Обиженный дед поспешил. «Да чтобы я к ней…»! Светику сразу надоела работа. Только настроишься и на тебе! Да ещё этот старик! Она захлопнула засаленные учётные гроссбухи, свернула тонометр, побросала мелочи и выпорхнула из кабинета. С деловым видом мелькнула мимо очереди «тупых и глупых» больных и улетела в аптеку. Подружки работали и не обратили внимание.
- У вас был дед Опёнкин? Нет? Все молчали: «Не до тебя!»
Она полетела в столовую стационара. Крутнулась, схватила, что-то на противне пальчиками, пожевала, растягивая рот из-за губной помады, и прощебетала:
- Бабы! У меня опять торчал дед Опёнкин!
Женщины работали, готовили обед. На Светика ноль внимания.
- Ну и, что же? – спросила Валентина между делом.
- Опять в любви мне признавался, и мужские услуги предлагал этот наш, кавалер!
- Ну, а ты?
- Ну, а я!? Что я?! Не хватало мне ещё старого осла! Скажите мне тоже, замужней женщине! У меня, между прочим, есть совсем неплохой муж!

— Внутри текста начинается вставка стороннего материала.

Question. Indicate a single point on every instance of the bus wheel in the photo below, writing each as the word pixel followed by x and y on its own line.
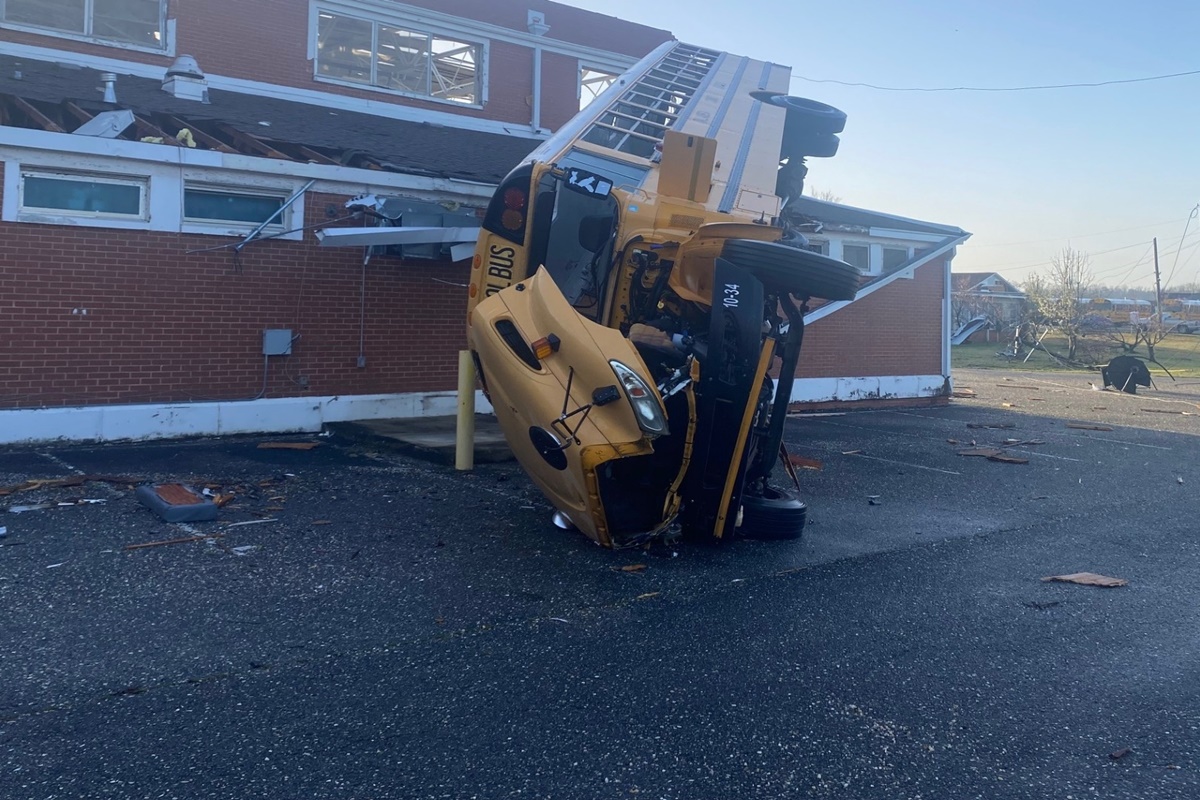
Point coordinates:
pixel 774 516
pixel 815 116
pixel 793 270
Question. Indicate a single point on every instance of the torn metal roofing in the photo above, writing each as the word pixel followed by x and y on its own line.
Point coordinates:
pixel 51 96
pixel 835 214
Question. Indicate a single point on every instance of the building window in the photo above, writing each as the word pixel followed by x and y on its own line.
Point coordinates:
pixel 412 61
pixel 84 196
pixel 857 256
pixel 214 204
pixel 127 22
pixel 592 84
pixel 894 257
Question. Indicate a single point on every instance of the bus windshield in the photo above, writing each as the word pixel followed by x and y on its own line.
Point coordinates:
pixel 573 238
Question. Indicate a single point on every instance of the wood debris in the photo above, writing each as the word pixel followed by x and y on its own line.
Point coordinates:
pixel 805 463
pixel 1087 579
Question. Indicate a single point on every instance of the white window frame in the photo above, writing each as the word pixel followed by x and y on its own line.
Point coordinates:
pixel 195 224
pixel 585 67
pixel 166 30
pixel 417 26
pixel 70 216
pixel 870 262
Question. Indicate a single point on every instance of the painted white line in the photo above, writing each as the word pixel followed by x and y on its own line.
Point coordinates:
pixel 1122 441
pixel 900 463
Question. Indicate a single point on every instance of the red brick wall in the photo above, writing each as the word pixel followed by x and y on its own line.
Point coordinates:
pixel 167 326
pixel 227 37
pixel 893 331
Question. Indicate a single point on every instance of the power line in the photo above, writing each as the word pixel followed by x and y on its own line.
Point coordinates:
pixel 999 89
pixel 1103 233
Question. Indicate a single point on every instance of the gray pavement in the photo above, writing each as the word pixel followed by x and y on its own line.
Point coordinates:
pixel 400 630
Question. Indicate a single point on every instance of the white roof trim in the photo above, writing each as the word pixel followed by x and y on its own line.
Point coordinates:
pixel 329 101
pixel 906 272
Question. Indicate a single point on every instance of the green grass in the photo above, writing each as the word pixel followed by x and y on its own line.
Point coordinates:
pixel 1180 353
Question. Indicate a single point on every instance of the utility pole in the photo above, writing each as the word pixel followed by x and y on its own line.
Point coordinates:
pixel 1158 287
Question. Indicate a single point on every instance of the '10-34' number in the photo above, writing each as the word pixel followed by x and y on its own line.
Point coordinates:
pixel 731 295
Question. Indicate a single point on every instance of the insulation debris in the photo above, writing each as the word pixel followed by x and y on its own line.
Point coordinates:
pixel 1087 579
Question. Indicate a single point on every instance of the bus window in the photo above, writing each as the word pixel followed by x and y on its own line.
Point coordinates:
pixel 573 238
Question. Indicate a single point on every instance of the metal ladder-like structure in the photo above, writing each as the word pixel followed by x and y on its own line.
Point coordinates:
pixel 637 120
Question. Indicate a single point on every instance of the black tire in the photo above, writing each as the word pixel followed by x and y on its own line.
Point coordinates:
pixel 813 115
pixel 797 271
pixel 775 516
pixel 799 143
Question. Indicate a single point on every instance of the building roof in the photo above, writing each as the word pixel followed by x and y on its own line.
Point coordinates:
pixel 36 92
pixel 835 214
pixel 973 281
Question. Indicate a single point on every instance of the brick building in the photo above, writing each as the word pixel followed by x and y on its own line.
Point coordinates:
pixel 141 294
pixel 126 312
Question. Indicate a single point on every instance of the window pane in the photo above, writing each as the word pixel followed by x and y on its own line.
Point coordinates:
pixel 82 194
pixel 858 256
pixel 455 71
pixel 894 257
pixel 228 206
pixel 59 14
pixel 403 60
pixel 137 22
pixel 343 48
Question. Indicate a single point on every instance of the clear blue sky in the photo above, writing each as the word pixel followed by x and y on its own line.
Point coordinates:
pixel 1026 172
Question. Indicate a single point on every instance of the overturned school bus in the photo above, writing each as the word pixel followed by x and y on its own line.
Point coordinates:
pixel 634 288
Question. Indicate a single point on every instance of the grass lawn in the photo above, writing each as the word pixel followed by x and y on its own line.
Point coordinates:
pixel 1180 353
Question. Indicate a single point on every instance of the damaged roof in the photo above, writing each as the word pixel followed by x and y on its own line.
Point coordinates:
pixel 835 214
pixel 55 96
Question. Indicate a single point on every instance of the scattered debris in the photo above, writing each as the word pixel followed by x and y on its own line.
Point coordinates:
pixel 177 503
pixel 173 541
pixel 1042 606
pixel 1087 579
pixel 250 522
pixel 983 452
pixel 805 463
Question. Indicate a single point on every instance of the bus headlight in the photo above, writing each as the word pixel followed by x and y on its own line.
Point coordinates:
pixel 647 409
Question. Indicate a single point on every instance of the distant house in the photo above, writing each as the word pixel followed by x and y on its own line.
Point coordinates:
pixel 985 294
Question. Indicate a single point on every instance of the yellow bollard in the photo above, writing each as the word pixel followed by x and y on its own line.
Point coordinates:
pixel 465 438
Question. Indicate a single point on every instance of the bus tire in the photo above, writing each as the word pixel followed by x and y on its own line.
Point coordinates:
pixel 775 516
pixel 811 114
pixel 796 271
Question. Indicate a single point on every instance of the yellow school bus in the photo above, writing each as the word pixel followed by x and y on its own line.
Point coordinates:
pixel 636 280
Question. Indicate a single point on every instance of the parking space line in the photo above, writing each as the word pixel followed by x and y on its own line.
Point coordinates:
pixel 901 463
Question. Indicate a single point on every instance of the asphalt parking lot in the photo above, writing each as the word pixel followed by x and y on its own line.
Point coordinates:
pixel 387 627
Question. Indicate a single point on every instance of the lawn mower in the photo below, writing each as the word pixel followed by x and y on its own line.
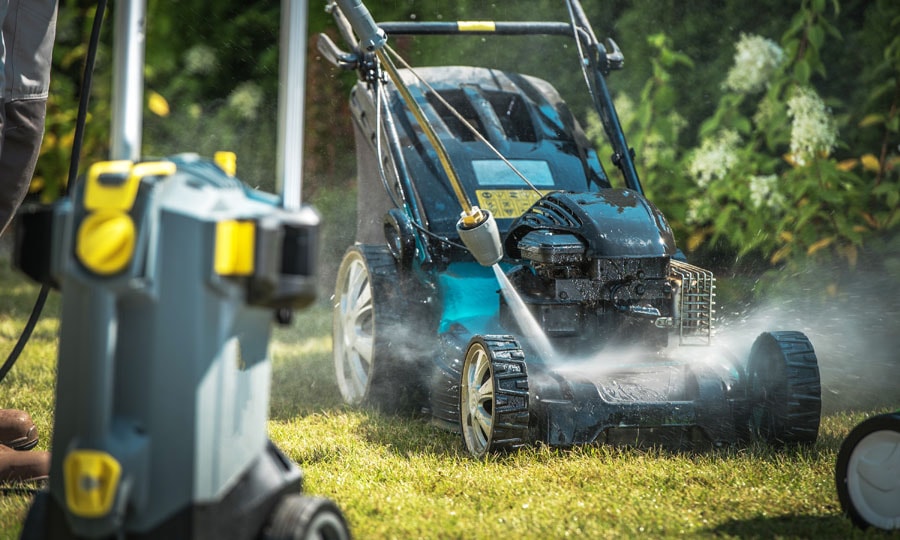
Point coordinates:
pixel 867 473
pixel 501 283
pixel 172 272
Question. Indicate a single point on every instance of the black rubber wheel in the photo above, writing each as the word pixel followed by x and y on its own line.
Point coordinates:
pixel 867 473
pixel 493 395
pixel 299 517
pixel 376 345
pixel 784 389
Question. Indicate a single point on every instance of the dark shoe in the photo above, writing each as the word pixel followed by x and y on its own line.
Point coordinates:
pixel 17 430
pixel 23 466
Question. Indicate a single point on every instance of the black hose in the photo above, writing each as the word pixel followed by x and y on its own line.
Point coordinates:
pixel 80 121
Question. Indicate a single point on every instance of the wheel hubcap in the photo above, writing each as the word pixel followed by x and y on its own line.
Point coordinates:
pixel 478 400
pixel 354 333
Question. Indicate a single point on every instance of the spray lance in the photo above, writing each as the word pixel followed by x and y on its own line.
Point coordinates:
pixel 477 228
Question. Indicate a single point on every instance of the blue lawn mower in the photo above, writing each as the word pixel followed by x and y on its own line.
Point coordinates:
pixel 501 284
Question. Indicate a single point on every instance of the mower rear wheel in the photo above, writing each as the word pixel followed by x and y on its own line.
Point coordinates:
pixel 300 517
pixel 493 395
pixel 784 389
pixel 867 490
pixel 374 359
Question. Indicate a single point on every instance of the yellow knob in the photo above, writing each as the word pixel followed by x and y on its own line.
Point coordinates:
pixel 105 242
pixel 227 161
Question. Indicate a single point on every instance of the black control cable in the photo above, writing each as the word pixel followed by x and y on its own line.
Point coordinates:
pixel 80 121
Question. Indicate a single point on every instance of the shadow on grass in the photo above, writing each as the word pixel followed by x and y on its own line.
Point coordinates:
pixel 797 527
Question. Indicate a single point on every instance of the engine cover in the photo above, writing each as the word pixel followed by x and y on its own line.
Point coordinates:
pixel 610 223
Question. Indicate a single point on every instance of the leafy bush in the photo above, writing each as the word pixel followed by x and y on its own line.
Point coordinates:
pixel 775 173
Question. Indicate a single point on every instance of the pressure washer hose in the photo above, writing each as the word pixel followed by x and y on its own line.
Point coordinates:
pixel 80 121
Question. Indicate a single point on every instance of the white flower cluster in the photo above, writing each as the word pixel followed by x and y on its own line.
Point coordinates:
pixel 813 130
pixel 715 157
pixel 755 60
pixel 764 192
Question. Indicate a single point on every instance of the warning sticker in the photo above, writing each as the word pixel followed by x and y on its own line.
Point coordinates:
pixel 507 203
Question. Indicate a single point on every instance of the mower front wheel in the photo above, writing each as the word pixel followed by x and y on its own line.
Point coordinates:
pixel 374 330
pixel 867 473
pixel 300 517
pixel 784 389
pixel 493 395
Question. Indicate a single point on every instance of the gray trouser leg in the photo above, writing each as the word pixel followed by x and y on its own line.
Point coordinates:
pixel 23 129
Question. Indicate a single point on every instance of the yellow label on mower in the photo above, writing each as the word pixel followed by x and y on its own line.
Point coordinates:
pixel 507 203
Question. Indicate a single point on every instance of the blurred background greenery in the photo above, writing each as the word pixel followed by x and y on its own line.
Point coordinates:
pixel 766 205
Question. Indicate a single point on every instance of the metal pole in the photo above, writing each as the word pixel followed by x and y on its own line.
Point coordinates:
pixel 128 80
pixel 291 96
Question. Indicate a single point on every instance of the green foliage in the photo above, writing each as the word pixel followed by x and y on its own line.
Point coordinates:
pixel 774 173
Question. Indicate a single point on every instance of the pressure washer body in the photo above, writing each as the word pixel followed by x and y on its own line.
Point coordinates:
pixel 171 273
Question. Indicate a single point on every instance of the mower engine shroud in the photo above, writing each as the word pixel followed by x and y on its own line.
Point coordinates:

- Так чем же ты ещё озабочена?! - спросила Люба, помешивая в кастрюле.
- А, что он всем в любви признаётся, этот старый осёл!? Даже обидно! Непутёвый мужик! Все молчали.
Вечером, в компашке, выпили коньячок и Люба, повиснув руками на шее Петра,  шептала:
- Бросай ты эту Светку! Ну что ты в ней нашёл! Опять связалась с каким-то стариком и сплетничает всем подряд! Иди ко мне мой медовый!
«Медовый» Петька приполз под утро. Полуголая Светик забегала, засуетилась. Он, пошатываясь, растопырив ноги, снял ремень и принялся беспощадно пороть Светика, приговаривая:
- Опять сука схлестнулась с каким-то стариком! Признавайся стерва!